Kementerian Lingkungan Hidup dan Kehutanan mencatat persentase sampah makanan sebagai salah satu indikator tujuan pembangunan berkelanjutan ke-12 di Indonesia, pada 2022 meningkat menjadi 41,55 persen dari 39,23 persen pada tahun sebelumnya dengam volume timbulan sampah mencapai 19,45 juta ton (pada 2022).
“Di sisi lain negara kita masih memberikan subsidi BBM kepada masyarakat yang membutuhkan. Hal ini tentunya tidak selaras dengan sila kelima Pancasila yaitu Keadilan Sosial Bagi Seluruh Rakyat Indonesia,” katanya.

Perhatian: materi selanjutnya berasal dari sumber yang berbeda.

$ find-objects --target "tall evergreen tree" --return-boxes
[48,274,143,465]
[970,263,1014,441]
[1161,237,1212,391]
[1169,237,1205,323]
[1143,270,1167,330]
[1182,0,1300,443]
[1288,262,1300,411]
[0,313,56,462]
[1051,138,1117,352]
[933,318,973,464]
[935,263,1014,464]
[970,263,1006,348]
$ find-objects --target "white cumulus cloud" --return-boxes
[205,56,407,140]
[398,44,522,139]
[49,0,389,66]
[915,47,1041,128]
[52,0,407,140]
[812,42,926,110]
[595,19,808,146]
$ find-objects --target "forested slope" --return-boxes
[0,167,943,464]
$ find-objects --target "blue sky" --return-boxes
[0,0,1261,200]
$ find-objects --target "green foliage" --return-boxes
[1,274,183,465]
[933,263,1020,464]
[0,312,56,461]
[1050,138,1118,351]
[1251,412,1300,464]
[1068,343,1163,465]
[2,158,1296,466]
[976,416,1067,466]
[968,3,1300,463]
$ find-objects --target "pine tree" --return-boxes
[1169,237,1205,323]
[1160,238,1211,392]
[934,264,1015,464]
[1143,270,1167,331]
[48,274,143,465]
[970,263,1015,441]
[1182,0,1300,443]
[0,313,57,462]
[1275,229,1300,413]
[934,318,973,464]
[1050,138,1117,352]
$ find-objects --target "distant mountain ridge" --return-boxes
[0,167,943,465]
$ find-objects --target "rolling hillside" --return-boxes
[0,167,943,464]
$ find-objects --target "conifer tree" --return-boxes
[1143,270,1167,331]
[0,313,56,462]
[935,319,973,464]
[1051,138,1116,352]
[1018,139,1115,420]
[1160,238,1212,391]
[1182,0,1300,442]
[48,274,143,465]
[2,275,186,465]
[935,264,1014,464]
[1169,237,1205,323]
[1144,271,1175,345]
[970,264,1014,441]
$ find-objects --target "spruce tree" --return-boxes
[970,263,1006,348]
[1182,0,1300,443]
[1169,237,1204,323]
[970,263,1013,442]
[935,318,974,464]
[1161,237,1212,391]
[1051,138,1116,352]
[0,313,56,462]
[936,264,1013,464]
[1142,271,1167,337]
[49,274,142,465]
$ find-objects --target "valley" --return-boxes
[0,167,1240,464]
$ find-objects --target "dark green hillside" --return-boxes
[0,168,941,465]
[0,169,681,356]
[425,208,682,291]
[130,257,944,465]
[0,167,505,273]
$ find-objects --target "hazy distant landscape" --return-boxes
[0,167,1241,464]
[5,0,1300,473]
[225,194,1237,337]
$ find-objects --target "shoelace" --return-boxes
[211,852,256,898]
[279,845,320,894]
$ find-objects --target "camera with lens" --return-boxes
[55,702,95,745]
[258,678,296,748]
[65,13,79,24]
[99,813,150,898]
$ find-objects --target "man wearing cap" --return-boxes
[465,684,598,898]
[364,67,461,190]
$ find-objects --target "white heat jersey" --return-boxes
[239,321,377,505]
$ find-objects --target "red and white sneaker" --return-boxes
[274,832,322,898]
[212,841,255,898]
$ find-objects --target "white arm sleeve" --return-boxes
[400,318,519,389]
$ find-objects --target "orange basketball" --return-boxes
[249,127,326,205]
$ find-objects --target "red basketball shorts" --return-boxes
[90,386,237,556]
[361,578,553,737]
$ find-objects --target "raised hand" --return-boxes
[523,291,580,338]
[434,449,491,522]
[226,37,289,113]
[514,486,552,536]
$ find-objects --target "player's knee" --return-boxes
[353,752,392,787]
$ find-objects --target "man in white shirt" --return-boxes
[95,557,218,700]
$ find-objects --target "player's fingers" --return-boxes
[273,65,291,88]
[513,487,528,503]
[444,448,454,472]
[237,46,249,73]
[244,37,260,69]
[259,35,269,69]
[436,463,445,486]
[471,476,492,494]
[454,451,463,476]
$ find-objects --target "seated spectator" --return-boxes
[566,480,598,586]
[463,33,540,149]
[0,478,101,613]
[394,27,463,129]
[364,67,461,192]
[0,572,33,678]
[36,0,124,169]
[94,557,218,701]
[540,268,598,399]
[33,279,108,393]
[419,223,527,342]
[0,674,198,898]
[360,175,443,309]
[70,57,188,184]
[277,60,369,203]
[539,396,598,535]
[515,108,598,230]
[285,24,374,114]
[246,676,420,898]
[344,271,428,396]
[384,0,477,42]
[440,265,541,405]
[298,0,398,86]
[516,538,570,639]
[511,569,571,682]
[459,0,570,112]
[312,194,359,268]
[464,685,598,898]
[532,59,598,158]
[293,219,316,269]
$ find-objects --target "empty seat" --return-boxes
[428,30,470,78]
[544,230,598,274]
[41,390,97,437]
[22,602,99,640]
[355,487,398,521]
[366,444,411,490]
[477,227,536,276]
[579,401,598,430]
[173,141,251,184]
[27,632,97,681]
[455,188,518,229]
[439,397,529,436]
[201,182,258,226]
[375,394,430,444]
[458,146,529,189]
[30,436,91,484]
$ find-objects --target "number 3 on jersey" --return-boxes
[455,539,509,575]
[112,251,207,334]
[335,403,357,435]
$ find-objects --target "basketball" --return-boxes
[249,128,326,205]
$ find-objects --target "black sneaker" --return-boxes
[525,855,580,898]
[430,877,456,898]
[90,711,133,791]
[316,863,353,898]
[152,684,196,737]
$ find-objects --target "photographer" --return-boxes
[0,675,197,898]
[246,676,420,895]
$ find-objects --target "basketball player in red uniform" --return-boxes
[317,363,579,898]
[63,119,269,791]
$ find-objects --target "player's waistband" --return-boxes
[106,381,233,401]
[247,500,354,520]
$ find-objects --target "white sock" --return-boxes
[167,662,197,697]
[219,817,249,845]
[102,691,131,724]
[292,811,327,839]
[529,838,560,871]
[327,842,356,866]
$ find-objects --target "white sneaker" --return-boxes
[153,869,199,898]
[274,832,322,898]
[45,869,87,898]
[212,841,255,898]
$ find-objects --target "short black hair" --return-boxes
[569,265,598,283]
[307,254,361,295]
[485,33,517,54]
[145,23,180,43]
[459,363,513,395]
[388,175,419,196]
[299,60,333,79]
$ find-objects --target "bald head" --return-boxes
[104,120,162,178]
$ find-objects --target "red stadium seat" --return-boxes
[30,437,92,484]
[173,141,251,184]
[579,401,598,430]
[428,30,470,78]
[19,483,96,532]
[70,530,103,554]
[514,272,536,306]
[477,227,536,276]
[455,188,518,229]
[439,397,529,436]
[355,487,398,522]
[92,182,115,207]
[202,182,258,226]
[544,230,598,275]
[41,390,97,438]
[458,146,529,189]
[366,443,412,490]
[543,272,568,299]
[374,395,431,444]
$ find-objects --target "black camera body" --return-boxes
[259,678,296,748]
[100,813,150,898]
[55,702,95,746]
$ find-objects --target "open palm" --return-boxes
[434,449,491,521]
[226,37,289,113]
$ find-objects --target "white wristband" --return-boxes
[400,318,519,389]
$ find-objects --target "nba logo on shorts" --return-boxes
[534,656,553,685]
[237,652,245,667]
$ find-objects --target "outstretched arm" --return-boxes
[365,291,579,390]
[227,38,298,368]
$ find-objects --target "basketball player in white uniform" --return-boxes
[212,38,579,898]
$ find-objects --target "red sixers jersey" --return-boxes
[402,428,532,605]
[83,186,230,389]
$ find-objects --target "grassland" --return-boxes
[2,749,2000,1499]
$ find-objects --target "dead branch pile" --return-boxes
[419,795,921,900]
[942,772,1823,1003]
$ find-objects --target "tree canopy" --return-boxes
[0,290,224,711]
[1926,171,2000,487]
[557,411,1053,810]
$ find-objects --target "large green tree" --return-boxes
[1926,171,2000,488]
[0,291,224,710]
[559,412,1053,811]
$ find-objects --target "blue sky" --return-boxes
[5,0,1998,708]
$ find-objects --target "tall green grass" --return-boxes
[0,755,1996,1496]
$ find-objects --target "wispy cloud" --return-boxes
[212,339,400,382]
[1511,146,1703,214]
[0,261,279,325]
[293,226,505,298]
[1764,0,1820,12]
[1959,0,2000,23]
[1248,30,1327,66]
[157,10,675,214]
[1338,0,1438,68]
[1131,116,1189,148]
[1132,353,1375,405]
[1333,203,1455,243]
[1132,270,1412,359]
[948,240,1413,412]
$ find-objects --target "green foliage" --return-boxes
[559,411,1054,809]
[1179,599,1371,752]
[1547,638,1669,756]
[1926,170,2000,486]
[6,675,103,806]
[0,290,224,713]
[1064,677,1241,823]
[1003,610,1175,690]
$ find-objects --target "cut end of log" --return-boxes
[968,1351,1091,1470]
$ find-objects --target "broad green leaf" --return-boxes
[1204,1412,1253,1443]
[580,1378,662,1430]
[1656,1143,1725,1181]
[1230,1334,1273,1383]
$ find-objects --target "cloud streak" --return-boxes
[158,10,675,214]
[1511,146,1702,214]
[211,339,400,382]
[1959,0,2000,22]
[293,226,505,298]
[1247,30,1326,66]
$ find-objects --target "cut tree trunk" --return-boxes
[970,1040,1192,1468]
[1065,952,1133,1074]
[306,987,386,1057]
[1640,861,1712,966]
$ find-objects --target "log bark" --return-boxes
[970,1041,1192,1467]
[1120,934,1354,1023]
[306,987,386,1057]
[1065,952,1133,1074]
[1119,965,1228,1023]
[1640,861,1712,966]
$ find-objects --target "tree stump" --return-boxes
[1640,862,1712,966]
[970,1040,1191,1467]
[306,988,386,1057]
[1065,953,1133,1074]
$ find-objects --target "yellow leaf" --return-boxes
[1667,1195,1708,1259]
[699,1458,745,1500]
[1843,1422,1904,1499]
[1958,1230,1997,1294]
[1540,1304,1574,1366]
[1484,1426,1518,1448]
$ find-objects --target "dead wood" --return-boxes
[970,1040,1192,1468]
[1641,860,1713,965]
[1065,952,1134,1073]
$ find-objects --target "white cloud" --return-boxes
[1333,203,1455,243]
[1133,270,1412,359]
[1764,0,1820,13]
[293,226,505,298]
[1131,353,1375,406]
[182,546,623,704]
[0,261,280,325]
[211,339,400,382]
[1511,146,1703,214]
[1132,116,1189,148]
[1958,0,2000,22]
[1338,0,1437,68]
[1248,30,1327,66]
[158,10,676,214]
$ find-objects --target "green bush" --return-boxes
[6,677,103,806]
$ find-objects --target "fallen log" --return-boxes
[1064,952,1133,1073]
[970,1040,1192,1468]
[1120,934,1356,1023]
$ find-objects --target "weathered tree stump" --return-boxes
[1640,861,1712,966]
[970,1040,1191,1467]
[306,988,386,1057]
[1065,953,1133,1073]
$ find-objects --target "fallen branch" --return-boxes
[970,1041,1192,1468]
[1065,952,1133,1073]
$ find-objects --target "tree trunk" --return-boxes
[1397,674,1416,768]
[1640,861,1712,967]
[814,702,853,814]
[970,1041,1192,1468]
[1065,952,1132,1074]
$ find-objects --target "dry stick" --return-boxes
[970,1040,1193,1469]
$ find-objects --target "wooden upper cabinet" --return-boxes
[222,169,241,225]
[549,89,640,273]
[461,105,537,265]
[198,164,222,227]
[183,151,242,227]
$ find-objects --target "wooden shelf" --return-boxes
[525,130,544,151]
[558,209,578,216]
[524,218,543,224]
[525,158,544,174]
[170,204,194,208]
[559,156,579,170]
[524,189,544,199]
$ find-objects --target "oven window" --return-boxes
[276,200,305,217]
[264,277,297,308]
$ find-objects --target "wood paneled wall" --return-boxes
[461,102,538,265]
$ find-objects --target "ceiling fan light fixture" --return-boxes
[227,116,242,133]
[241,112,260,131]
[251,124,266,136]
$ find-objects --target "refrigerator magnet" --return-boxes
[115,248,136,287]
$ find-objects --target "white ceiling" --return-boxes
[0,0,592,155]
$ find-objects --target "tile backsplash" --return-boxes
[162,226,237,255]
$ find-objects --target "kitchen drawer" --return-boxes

Fakta-fakta itu kata Mardiono, harus menjadi perhatian banyak pihak untuk meningkatkan komitmen dalam mengurangi hingga setengahnya limbah pangan per kapita global, di tingkat ritel dan konsumen, serta mengurangi kehilangan makanan sepanjang rantai produksi dan pasokan termasuk kehilangan saat pascapanen pada 2030.
Oleh karena itu, Mardiono menginisiasi pertemun dengan para praktisi pangan termasuk perwakilan dari Indonesia Chef Association (ICA), Perhimpunan Hotel dan Restoran Indonesia (PHRI), Food Bank of Indonesia (FOI), islamic Chef en Kulinery Indonesia (ICCI), Asosiasi Chef Halal Indonesia, serta para penggiat pangan lokal.
“Kiprah mereka sangat kita nantikan untuk melakukan inovasi pengolahan pangan lokal sehingga tak perlu lagi ada pangan yang hilang atau terbuang karena diolah dengan efisien dan disukai masyarakat,” katanya.